4 minute read time.

Artificial intelligence has become such a familiar part of our daily lives that many of us barely pause to wonder how it actually works. From photo apps that recognise faces to the large language models embedded in our productivity tools, AI is no longer a futuristic concept, it’s simply the landscape we live in.

Last October, the IET Sussex Network set out to peel back some of that familiarity with a talk titled “How DO Machines Learn?” It offered a rare chance to go back to basics and explore what actually sits beneath the buzzwords. Rather than diving into complex, abstract theory, the session focused on one of the simplest, and most classic, examples of machine learning: teaching a computer to recognise hand‑written numbers.
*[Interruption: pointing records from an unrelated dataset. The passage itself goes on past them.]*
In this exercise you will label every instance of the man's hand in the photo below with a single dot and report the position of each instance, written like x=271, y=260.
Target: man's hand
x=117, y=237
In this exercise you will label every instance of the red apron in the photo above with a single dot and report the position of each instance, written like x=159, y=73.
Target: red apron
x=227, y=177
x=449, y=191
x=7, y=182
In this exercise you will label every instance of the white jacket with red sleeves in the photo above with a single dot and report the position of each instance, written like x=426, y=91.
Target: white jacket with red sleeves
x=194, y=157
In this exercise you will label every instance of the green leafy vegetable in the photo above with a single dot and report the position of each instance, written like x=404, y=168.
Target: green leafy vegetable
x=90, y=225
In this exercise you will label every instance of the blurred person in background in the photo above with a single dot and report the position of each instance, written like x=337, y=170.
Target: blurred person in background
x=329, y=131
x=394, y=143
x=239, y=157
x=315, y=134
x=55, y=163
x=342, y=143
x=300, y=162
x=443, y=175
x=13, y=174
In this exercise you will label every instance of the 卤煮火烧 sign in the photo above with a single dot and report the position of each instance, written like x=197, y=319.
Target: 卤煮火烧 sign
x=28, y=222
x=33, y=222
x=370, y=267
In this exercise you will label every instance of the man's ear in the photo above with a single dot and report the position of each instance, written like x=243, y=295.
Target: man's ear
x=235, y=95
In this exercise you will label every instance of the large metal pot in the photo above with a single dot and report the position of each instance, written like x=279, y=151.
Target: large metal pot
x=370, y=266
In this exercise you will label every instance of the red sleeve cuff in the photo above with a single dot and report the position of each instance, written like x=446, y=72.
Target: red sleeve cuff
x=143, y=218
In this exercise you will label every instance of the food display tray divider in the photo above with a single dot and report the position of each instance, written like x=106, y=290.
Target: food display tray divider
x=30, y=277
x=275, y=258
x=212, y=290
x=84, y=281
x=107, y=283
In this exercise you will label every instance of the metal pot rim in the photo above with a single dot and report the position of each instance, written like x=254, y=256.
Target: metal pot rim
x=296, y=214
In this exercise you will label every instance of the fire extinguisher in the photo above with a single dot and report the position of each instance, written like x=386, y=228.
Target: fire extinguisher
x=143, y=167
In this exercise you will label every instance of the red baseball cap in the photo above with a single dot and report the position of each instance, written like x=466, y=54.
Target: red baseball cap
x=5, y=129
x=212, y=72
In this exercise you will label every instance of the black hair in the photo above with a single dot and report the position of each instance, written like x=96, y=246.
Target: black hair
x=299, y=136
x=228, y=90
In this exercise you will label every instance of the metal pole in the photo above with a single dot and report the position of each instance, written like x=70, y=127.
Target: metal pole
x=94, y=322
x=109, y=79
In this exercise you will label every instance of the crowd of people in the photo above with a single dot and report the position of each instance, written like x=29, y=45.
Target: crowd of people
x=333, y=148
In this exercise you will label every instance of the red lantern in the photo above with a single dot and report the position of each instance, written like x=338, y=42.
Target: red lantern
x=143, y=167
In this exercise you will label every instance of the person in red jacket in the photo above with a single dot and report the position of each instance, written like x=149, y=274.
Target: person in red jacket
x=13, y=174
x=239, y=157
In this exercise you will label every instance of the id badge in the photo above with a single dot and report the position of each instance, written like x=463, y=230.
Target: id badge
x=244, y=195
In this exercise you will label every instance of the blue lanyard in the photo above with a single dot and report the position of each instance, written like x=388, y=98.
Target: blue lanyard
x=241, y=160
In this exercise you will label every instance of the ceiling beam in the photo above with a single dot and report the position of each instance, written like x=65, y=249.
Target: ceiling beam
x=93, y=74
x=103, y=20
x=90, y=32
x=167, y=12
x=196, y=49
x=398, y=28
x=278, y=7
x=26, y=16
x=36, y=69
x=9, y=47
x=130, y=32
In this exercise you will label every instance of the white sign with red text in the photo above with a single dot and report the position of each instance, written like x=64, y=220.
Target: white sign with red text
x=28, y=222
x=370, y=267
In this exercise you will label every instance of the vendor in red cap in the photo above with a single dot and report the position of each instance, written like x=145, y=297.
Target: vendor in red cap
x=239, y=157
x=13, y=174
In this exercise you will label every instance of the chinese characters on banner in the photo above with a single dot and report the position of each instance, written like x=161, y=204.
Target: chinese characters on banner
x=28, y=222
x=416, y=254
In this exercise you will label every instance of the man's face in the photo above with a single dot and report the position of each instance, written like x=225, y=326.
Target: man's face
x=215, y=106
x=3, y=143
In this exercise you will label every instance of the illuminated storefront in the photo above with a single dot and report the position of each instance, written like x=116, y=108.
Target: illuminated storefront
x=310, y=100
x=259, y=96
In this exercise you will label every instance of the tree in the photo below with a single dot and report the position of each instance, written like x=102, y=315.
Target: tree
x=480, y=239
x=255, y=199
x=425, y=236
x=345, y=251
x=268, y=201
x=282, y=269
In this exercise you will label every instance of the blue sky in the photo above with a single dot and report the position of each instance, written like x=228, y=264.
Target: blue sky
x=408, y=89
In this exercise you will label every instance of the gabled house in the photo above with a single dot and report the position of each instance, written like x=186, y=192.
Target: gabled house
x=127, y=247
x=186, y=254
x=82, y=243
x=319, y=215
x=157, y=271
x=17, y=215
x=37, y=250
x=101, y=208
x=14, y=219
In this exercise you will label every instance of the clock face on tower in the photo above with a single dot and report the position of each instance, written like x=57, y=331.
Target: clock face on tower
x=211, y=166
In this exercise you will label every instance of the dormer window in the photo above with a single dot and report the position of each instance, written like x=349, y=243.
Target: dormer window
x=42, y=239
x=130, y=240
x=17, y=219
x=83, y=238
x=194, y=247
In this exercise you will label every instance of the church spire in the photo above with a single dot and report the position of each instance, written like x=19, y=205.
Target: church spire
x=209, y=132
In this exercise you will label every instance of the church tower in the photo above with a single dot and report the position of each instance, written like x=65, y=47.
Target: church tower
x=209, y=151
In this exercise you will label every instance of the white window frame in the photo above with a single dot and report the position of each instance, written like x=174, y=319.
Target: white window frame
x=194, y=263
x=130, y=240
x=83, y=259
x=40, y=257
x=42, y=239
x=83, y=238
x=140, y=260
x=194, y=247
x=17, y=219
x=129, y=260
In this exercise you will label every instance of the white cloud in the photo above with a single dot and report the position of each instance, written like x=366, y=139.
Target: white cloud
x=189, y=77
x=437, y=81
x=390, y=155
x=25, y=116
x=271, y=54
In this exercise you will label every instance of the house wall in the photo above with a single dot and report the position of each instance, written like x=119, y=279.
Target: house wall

It’s a perfect illustration because it’s something humans find almost trivially easy. We glance at a scrawled digit and instantly know it’s a five or an eight, no matter how messy the handwriting. But to a computer, this is a surprisingly difficult task. Unlike typed text, there’s no consistent pattern, no standard shape, and no guarantee that two people will write a number the same way.

To train the model, the speaker used a dataset containing 50,000 hand‑written digits, each one labelled with the correct answer. This was the model’s “education,” the same way a child might practise with worksheets. Once the system had completed its training, another set of 10,000 images was used to test how well it had learned.

The result was a 97 percent success rate, an impressive figure for such a lightweight model.

But as the speaker pointed out, that three percent error rate looks rather different depending on the application. If an app that sorts scanned paperwork misclassifies three out of every hundred digits, most of us can live with that. If a self‑driving car misclassifies three out of every hundred stop signs… well, that’s a different story entirely. As he joked, he’d be “quite miffed (if not dead)” if the technology behind autonomous vehicles had that margin of error.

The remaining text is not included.